一方で、グループ内で建設人材の候補を確保したはいいものの、育成できるのか、は別問題となる。RIZAPでは、これまで培ってきたパーソナルジムのトレーナー育成メソッドを応用していくという。同社ではトレーナーを運動経験不問、人柄やコミュニケーション力を重視し、採用。養成施設「RIZAP ACADEMY」での研修やOJTを通して、トレーニング指導の技術や栄養学、解剖学、心理学などを習得した人材を育成。短期間で戦力化してきた。
すでに約50名が先行して建設人材へのキャリアチェンジに向けて動き出しており、その職種・職位はさまざまだという。
建設の仕事は「稼げるトレーニング」
今後は社外からも志願者を受け入れ、養成施設「RIZAP建設育成アカデミー」で外部の専門家による座学と実技、15の独自プログラムを構築。OJTとして20以上の協力会社で実地研修プログラムを提供することが決定しており、施工管理技士や電気工事士などの国家資格取得支援も行っていく。

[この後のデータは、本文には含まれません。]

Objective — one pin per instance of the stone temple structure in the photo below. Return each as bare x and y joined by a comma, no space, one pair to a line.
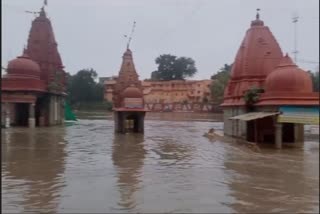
33,90
129,111
268,98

瀬戸氏は、デスクワークによる「座りすぎ」が健康リスクとなる問題を指摘した上で、建設現場での登る、運ぶ、歩くなどといった動きがトレーニングそのものだと説明。建設業界での労働を運動として再定義し、そのイメージを従来の「きつい、汚い、危険」の3Kから「健康・快活・給与アップ」の3Kへと塗り替えていく方針を示した。

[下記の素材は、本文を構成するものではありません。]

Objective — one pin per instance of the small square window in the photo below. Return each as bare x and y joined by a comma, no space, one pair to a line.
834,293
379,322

「社会全体で今、ミスマッチが起こっている。人材も資材も、ないところにはないが、あるところにはある。我々がプラットフォームとして中心になり、そうした過剰、過少になっているところを最適化していく」(瀬戸)
将来的にはM&Aを通して、現状の内装工事から躯体工事への事業領域拡大も視野に入れる。そして、日本の建設人材を永続的に輩出するプラットフォームを目指す。
返金保証のパーソナルジムやコンビニジムで、フィットネス業界に革新をもたらしたRIZAP。今度は、人手不足や資材不足に喘ぐ建設業界に、どこまで変化をもたらすことができるのか。